Tiago Azevedo Ramalho

 

[Primeiro texto: aqui.]

 

– 8. De Planned Parenthood vs Casey (1992) até Dobbs vs. Jackson (2022). A lição de Roe vs. Wade veio, posteriormente, a ser confirmada pelo – entre outros – acórdão Planned Parenthood vs Casey (1992). Pese embora certa redefinição do entendimento do Tribunal, abandonando (segundo a mais determinante das posições em que se dividiu o corpo de juízes) o modelo de tripartição dos tempos de gravidez, com diferentes níveis de intervenção consentida estadual consentida em cada um deles (n.º 7), a favor de um critério de distinção entre viabilidade e inviabilidade do feto, e excluindo que, na fase de inviabilidade, pudesse haver restrições ao aborto que constituíssem uma «oneração excessiva» («undue burden»), confirma, no essencial, a lição de Roe vs. Wade: a conclusão de que do texto constitucional decorre a exigência de reconhecimento, em termos amplos, da possibilidade de aborto provocado. Importante é ainda observar como, na sua fundamentação, o Tribunal sustenta que Roe vs. Wade provocou uma mudança no modo de interacção humana que não caberia agora colocar em causa, numa como que interpretação linear e progressivista da história.

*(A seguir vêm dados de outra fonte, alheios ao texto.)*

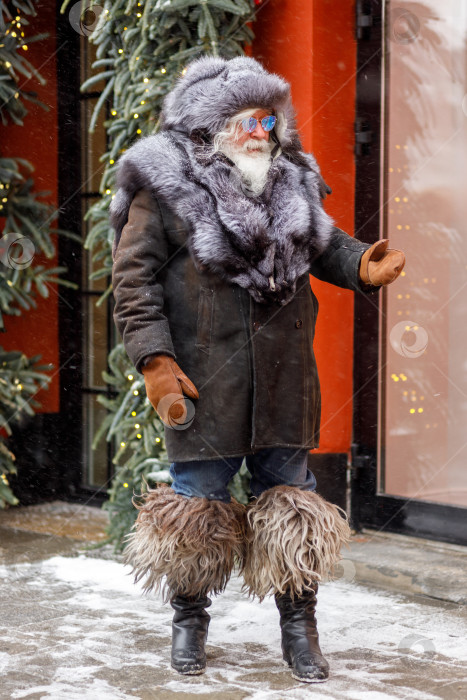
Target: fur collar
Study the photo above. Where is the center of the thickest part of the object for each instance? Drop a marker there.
(263, 244)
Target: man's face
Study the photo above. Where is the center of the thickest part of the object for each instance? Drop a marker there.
(258, 134)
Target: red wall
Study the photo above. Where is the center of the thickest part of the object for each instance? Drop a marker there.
(36, 331)
(311, 43)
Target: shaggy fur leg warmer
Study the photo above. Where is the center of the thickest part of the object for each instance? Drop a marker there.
(192, 542)
(294, 540)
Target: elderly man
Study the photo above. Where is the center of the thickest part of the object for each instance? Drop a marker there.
(219, 222)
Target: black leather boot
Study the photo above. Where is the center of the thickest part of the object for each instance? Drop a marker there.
(300, 643)
(189, 634)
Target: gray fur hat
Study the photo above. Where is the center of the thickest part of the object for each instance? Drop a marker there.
(214, 89)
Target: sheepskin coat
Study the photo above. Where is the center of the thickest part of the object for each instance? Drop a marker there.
(218, 279)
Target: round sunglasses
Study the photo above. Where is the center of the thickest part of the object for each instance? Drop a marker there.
(249, 124)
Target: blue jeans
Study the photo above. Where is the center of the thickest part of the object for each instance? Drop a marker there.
(275, 466)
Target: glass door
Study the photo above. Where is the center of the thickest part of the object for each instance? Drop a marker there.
(418, 461)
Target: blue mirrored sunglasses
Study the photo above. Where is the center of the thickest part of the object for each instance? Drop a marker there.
(249, 124)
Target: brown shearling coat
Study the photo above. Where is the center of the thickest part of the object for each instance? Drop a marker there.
(252, 363)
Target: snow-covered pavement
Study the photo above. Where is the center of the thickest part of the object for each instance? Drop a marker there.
(77, 628)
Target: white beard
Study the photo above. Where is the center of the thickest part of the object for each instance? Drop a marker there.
(253, 159)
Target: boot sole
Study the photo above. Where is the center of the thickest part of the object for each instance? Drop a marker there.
(190, 672)
(301, 678)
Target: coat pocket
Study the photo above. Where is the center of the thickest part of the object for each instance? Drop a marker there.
(205, 319)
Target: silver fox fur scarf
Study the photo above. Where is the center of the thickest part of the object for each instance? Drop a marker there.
(263, 243)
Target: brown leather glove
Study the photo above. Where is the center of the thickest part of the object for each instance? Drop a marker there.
(165, 383)
(380, 265)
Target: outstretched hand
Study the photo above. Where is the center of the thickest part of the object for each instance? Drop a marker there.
(381, 265)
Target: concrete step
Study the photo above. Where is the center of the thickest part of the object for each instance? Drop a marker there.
(407, 565)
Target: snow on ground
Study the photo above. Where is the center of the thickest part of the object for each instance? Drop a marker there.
(77, 628)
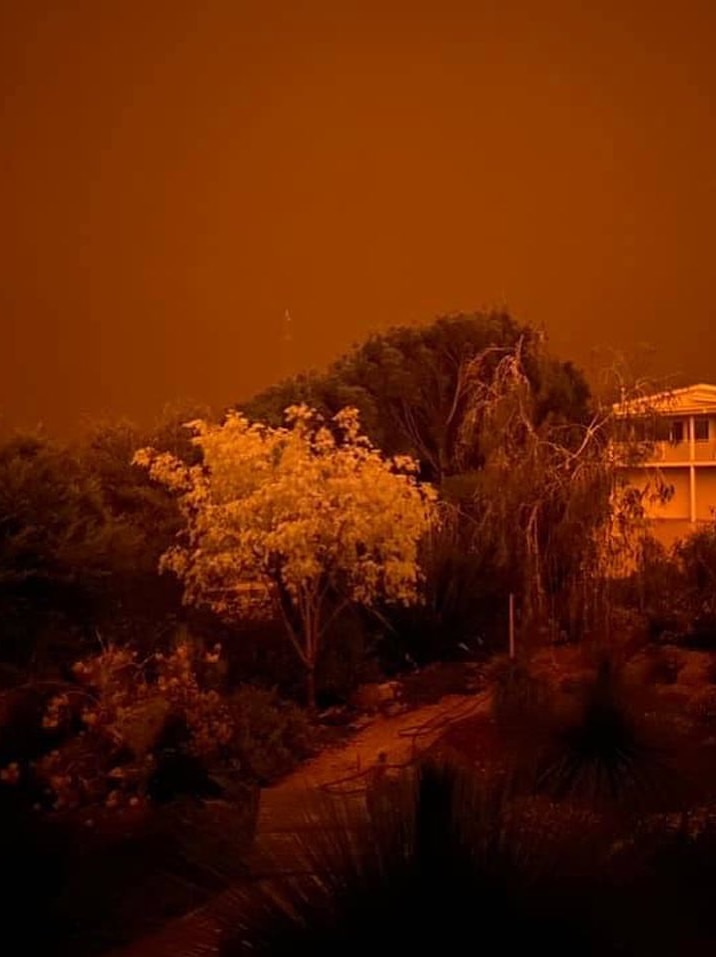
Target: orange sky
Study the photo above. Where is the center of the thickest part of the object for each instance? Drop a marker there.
(173, 174)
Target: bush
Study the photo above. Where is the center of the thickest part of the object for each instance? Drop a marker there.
(608, 751)
(439, 861)
(270, 735)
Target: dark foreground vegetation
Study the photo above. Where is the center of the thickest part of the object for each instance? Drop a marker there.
(138, 723)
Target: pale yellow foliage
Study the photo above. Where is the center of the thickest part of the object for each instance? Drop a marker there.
(294, 520)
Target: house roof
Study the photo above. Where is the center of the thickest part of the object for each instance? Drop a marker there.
(693, 399)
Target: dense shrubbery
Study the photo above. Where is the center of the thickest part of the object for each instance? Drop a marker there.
(127, 730)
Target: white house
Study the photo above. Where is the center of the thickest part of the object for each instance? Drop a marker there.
(681, 428)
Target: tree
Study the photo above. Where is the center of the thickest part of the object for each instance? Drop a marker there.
(297, 521)
(58, 542)
(411, 385)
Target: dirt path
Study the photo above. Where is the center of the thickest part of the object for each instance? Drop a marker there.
(338, 770)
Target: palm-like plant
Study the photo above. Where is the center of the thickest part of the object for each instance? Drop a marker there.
(440, 864)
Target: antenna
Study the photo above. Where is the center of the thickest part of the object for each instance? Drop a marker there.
(286, 346)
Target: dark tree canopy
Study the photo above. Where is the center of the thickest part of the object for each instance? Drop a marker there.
(410, 388)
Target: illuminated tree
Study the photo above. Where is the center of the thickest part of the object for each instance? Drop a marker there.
(296, 522)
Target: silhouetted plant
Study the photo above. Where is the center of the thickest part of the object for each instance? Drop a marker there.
(608, 751)
(441, 865)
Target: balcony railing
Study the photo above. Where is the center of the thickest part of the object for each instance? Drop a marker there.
(677, 453)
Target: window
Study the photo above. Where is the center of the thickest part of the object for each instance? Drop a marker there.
(676, 431)
(701, 429)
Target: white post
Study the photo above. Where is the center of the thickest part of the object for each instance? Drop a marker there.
(512, 625)
(692, 471)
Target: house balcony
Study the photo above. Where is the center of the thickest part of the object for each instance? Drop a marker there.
(674, 454)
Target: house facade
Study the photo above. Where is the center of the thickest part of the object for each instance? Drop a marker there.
(680, 428)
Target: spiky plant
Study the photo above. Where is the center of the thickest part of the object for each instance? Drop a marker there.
(610, 750)
(440, 865)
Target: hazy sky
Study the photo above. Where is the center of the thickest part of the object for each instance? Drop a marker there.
(174, 174)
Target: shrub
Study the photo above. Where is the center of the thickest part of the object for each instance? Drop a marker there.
(608, 751)
(270, 735)
(439, 861)
(664, 666)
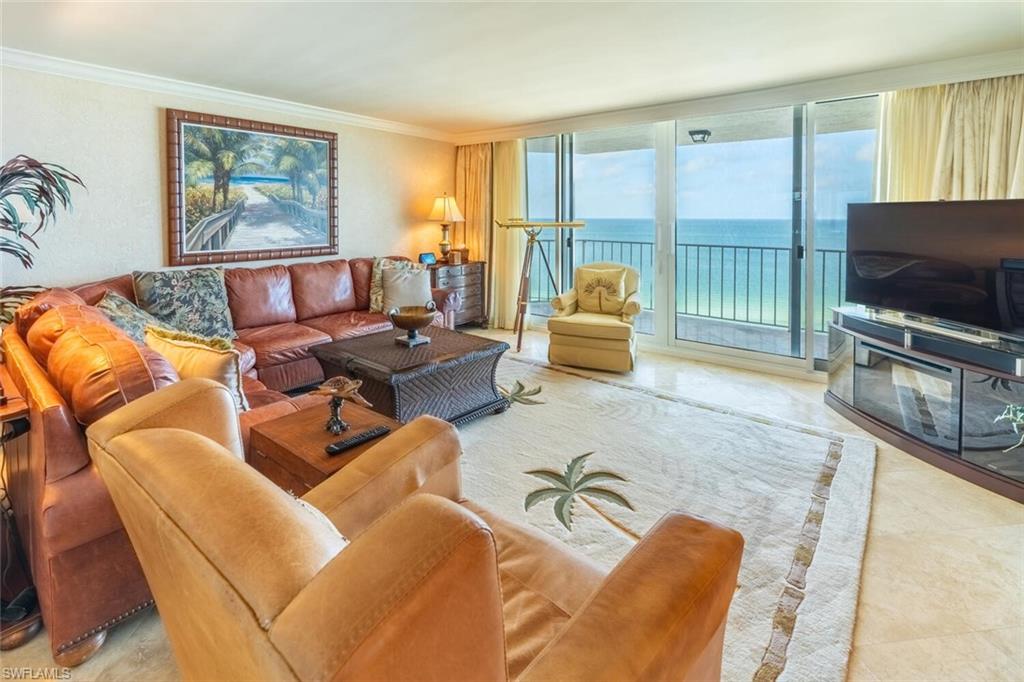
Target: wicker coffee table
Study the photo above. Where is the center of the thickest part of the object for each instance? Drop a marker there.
(453, 377)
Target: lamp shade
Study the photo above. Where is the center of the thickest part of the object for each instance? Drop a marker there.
(445, 210)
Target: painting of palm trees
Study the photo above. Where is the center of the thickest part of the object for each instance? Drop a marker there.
(243, 189)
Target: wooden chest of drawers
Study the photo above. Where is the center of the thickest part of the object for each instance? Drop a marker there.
(470, 281)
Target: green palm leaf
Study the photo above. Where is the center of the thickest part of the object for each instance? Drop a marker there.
(574, 468)
(595, 476)
(543, 494)
(607, 496)
(563, 510)
(550, 476)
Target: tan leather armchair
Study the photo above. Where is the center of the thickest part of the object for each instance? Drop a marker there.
(595, 340)
(254, 584)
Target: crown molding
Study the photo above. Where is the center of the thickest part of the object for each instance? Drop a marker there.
(44, 64)
(935, 73)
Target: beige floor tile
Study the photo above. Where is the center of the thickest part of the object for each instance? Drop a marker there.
(992, 655)
(915, 500)
(940, 583)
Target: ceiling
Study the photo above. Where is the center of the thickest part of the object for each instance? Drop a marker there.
(464, 68)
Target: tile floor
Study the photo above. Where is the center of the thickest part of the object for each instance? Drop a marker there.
(942, 590)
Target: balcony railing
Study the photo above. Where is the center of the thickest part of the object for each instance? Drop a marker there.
(731, 283)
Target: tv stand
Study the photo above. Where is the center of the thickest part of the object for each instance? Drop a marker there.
(948, 394)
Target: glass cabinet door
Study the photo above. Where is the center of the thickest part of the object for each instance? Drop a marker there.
(993, 424)
(914, 396)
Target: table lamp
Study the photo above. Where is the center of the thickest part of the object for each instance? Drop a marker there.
(445, 211)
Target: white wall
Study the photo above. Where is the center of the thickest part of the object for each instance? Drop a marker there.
(114, 138)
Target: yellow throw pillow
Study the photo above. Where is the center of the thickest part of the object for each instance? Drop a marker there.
(601, 290)
(193, 355)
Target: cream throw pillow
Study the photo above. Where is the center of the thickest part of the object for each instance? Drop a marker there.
(601, 290)
(199, 356)
(377, 280)
(404, 288)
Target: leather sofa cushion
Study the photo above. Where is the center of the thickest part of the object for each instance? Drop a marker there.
(594, 325)
(123, 285)
(543, 586)
(276, 344)
(27, 314)
(363, 271)
(247, 356)
(259, 296)
(97, 369)
(77, 510)
(52, 324)
(321, 289)
(346, 325)
(285, 377)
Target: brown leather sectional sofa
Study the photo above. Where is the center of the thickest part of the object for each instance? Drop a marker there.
(85, 570)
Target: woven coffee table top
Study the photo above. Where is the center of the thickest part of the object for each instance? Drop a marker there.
(379, 351)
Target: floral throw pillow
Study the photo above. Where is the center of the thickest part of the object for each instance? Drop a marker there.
(128, 316)
(377, 279)
(194, 300)
(601, 290)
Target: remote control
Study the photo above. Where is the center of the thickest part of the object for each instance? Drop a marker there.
(356, 439)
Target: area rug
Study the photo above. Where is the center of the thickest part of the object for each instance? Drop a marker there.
(799, 495)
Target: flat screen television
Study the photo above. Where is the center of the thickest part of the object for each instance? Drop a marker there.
(961, 261)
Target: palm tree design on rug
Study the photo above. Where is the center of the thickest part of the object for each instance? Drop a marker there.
(572, 483)
(519, 393)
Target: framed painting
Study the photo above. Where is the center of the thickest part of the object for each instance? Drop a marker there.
(241, 189)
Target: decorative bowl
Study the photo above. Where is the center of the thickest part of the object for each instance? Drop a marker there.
(413, 318)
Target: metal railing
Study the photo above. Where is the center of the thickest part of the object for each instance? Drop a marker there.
(731, 283)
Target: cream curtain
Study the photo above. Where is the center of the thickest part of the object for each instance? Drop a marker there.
(955, 141)
(472, 193)
(507, 246)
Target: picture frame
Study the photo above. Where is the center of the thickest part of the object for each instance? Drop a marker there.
(242, 190)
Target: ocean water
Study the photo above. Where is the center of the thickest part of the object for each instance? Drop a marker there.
(726, 268)
(828, 233)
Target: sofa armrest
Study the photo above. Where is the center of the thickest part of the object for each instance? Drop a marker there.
(200, 406)
(416, 597)
(422, 457)
(665, 606)
(632, 307)
(565, 303)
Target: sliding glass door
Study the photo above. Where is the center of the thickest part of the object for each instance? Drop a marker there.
(738, 245)
(613, 194)
(739, 230)
(845, 134)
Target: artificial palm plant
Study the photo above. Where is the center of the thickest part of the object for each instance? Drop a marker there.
(31, 193)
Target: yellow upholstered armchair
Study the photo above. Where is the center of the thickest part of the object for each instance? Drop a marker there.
(385, 571)
(591, 339)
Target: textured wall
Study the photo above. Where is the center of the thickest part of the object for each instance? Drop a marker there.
(114, 137)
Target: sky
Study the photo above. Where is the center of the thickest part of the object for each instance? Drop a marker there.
(742, 179)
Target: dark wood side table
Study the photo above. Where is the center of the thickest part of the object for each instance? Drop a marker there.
(289, 450)
(469, 280)
(14, 563)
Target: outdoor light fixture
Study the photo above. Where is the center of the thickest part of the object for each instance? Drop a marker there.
(699, 136)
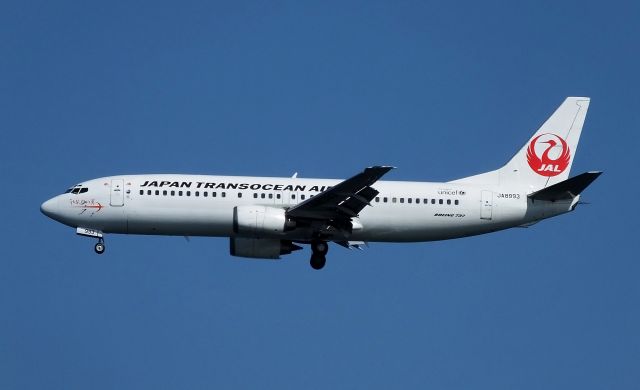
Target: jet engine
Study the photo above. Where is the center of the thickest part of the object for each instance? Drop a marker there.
(261, 248)
(260, 221)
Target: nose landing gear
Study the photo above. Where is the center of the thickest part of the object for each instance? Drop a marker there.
(99, 247)
(318, 257)
(87, 232)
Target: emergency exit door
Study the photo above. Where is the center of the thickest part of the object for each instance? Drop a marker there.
(117, 192)
(486, 207)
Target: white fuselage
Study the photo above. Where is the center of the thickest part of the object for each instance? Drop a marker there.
(199, 205)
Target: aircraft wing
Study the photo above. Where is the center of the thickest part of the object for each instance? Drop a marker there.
(343, 201)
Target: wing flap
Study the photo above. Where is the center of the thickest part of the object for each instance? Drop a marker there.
(343, 201)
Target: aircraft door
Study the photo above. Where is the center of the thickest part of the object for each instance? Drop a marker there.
(486, 206)
(117, 192)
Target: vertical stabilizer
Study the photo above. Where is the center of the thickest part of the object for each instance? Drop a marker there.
(547, 156)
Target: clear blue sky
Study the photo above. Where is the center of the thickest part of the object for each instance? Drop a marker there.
(441, 90)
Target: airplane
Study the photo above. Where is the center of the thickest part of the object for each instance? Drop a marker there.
(267, 217)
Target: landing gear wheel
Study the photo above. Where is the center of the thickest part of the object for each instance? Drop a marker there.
(318, 261)
(99, 248)
(320, 247)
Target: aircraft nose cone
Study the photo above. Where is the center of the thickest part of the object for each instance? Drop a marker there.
(49, 208)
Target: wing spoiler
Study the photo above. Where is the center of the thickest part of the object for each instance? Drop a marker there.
(566, 190)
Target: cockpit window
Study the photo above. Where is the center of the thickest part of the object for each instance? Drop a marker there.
(78, 189)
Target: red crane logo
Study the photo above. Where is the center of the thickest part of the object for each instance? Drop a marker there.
(546, 165)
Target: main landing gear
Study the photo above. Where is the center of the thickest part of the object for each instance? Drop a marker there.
(318, 257)
(99, 248)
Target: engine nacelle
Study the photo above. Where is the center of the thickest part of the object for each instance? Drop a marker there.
(260, 248)
(260, 221)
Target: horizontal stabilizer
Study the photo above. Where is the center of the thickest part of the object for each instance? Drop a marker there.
(566, 190)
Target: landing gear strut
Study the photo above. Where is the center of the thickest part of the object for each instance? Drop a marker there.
(99, 248)
(318, 257)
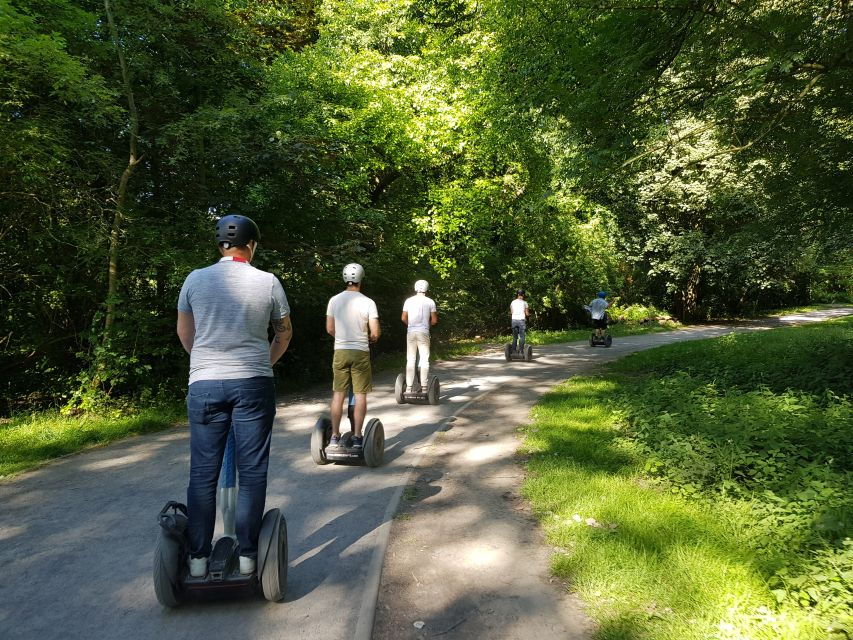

Apenas em data mais recente, com o acórdão Dobbs vs. Jackson (2022), se deu finalmente uma inflexão. Contrariamente ao que, nos tempos que imediatamente se seguiram à publicação do aresto, foi amplamente sugerido pelos meios de comunicação, não teve tal acórdão por intuito introduzir nenhuma ruptura de sabor «reaccionário» no Direito norte-americano. Limitou-se, na verdade, a restaurar aquele que fora o modelo de fontes de Direito vigente até Roe vs. Wade e que até hoje vigora no continente europeu, nos termos do qual o regime de resposta ao aborto é matéria passível de regulação legislativa, e que a sua admissibilidade não é imposta por nenhum texto constitucional na interpretação de um corpo selecto e restrito de magistrados judiciais. Aliás, hoje, em 2024, a maioria dos Estados federados norte-americanos continuam a reconhecer com amplíssima latitude a possibilidade de provocação do aborto. Para usarmos os termos altamente partidarizados do discurso norte-americano, Dobbs vs. Jackson não é, sequer, um acórdão pro-life, mas (digamos) pro-politics: quer dizer, de restauração de um espaço para o confronto e deliberação política, resulte ele em soluções pro-life ou pro-choice (teria noutro caso podido ser obtida uma maioria de 6 contra 3?). Vejamos algumas passagens:

«O aborto constitui uma profunda questão moral na qual os americanos sustentam posições fortemente conflituantes. Alguns acreditam com fervor que uma pessoa humana adquire existência na concepção e que o aborto coloca termo a uma vida inocente. Outros sentem com igual intensidade que qualquer regulação do aborto invade o direito da mulher de controlar o seu próprio corpo e obsta a que as mulheres possam atingir total igualdade. Finalmente, outros, num terceiro grupo, julgam que o aborto deve ser permitido sob algumas, mas não todas as circunstâncias, e aqueles que se situam neste grupo sustentam uma diversidade de posições sobre as restrições específicas que devam ser impostas.»

«Roe estava flagrantemente errado e foi profundamente danoso. Pelas razões já explicadas, a análise constitucional de Roe estava fora das fronteiras de qualquer interpretação razoável das várias disposições constitucionais para as quais vagamente apontava.»

«O Tribunal [com Roe vs. Wade] curto-circuitou o processo democrático ao fechá-lo ao grande número de americanos que nalguma medida dissentiam de Roe,»

Finalmente, a notável fórmula conclusiva:

«A Constituição não proíbe os cidadãos de cada Estado de regular ou proibir o aborto. Roe e Casey arrogaram essa autoridade. Nós, agora, afastamos essas decisões e devolvemos tal autoridade ao povo e aos seus representantes eleitos.»